Looking for a way to avoid the hubbub of the January sales? Why not spend some time over the Christmas holidays with some of the biggest names in the art world. These exhibitions can see you through the first month of 2018 and they will all be coming to a close before spring sets in so visit while you can.
The first exhibition to close will be Thomas Ruff at the Whitechapel Gallery which is on until Sunday 12 January, 2018. Visiting east London you will see the work of the German photographer who has forged an entire career out of making subversively ordinary images. The gallery is also perfectly located for a wander along Brick Lane to exciting Shoreditch, where many smaller art spaces reside.
Slightly more central is the Barbican Centre, which is hosting Basquiat: Boom for Real until Sunday 28 January. This exhibition presents the work of Jean-Michel Basquiat who had become the biggest young artist of his generation before his death of a drug overdose in 1988 at the age of 27. This is one of the first major retrospectives of his work in the UK and presents a passionate artist who died much too young.

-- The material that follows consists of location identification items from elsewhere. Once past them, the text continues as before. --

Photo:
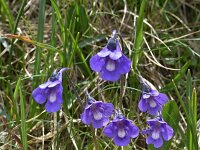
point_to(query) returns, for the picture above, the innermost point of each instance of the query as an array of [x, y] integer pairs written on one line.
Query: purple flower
[[50, 92], [158, 131], [96, 113], [121, 130], [110, 62], [151, 100]]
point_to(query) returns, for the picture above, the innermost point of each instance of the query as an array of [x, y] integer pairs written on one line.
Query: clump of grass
[[161, 38]]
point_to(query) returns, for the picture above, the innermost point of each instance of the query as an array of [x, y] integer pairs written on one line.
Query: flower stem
[[122, 82], [94, 138], [74, 90], [121, 92]]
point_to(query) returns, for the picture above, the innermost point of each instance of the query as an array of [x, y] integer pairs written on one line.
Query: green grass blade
[[38, 54], [40, 37], [59, 17], [6, 10], [23, 119], [139, 34], [15, 105], [21, 11]]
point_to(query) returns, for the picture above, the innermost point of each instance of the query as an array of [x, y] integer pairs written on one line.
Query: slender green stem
[[94, 138], [122, 80], [74, 90]]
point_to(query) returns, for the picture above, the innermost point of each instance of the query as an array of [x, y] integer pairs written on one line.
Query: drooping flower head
[[110, 62], [50, 92], [158, 130], [96, 113], [121, 130], [151, 100]]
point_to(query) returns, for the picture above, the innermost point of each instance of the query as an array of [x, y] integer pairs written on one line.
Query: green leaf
[[171, 114]]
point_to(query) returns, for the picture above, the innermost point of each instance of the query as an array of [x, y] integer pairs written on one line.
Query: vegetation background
[[162, 38]]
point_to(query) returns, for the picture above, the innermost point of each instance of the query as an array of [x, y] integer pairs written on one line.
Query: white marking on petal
[[44, 85], [110, 66], [52, 97], [155, 135], [97, 115], [152, 104], [121, 133]]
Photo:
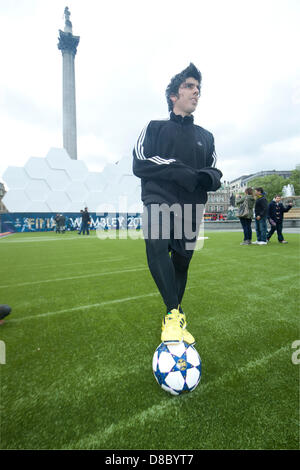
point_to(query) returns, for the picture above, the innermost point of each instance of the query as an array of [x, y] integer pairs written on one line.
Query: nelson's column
[[68, 46]]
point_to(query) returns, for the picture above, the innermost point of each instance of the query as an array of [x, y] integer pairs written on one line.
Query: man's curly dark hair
[[177, 80]]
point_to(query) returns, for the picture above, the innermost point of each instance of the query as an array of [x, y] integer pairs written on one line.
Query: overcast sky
[[247, 51]]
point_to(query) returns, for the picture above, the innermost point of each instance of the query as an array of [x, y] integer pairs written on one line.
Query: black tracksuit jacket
[[175, 160]]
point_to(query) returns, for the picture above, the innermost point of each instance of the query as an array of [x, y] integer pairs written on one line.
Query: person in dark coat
[[261, 212], [275, 216], [4, 311], [85, 221]]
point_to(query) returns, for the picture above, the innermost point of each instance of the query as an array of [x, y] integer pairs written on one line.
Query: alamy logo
[[2, 353]]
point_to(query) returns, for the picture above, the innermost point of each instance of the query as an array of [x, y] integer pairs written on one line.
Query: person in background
[[80, 230], [246, 219], [275, 216], [261, 212], [85, 221], [4, 311]]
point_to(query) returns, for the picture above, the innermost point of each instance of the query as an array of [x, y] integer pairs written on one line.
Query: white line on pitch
[[108, 273]]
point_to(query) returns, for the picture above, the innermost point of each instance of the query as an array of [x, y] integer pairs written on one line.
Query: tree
[[271, 184]]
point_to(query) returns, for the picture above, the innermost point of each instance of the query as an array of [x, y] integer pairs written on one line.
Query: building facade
[[218, 203], [240, 184]]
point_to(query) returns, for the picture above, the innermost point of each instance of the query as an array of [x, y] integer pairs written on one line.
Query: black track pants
[[168, 272]]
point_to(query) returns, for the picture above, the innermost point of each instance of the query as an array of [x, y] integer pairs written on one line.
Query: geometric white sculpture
[[77, 191], [58, 201], [16, 177], [37, 190], [37, 167], [59, 184]]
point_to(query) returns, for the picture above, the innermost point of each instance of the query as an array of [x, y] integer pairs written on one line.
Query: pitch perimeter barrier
[[45, 222]]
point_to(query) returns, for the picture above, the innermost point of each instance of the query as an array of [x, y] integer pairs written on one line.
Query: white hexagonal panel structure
[[37, 190], [58, 201], [16, 200], [58, 184], [58, 180], [58, 158], [38, 206], [37, 167], [77, 170], [77, 191], [16, 177], [95, 181], [94, 199]]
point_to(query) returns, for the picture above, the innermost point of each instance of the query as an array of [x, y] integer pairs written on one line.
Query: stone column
[[68, 46]]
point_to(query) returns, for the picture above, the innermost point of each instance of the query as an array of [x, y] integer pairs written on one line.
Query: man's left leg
[[181, 265]]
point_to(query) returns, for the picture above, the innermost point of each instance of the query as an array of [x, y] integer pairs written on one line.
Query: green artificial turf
[[85, 323]]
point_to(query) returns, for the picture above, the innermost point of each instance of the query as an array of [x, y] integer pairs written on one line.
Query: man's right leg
[[162, 270]]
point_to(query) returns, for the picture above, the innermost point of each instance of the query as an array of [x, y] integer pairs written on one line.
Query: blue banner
[[45, 222]]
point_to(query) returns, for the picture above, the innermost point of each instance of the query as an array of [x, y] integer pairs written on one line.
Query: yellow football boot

Beyond the gallery, the architecture of the Barbican is always worth a visit; the brutalist concrete is a sight that you either love or hate, but you can't deny it is striking.
Into central London and strolling along the Thames from the Houses of Parliament, you can find the grand entrance to Tate Britain, which is playing host to the work of Rachel Whiteread until 4 February. The controversial Turner Prize winning artist has created a defined aesthetic over 25 years, using abstraction and minimalist to document very real things. The exhibition presents the development in her work, but even if you don’t want to pay to see the entire show, the free installation in the foyer ‘Untitled (One Hundred Spaces)’ 1995, gives a good taste of her practice and there is something for everyone while wandering through the collection.
If you can brave the tourist heavy locations of Trafalgar and Leicester Squares, pay the National Portrait Gallery a visit to see the exhibition of Cézanne Portraits. On until Sunday 11 February, the exhibition presents people captured through complexity and abstraction as the artist searches for beauty and light in the faces of the sitters. A walk around the corner we move from the colours of Cezanne to the simplicity of black and white. Monochrome: Painting in Black and White presents more than 50 works that span over 700 years at the National Gallery in Trafalgar Square. Continuing until Sunday 18 February, the exhibition presents some of the biggest names in art history in an adventurous show on a simple, monochrome theme.
If you are in the club over this time you will also have a final chance to see the work in our exhibition NO PLACE before it comes down on 10 January , following which we will welcome in RBA Star Students on 23 January. Avoid the January blues and don’t miss these fantastic exhibitions.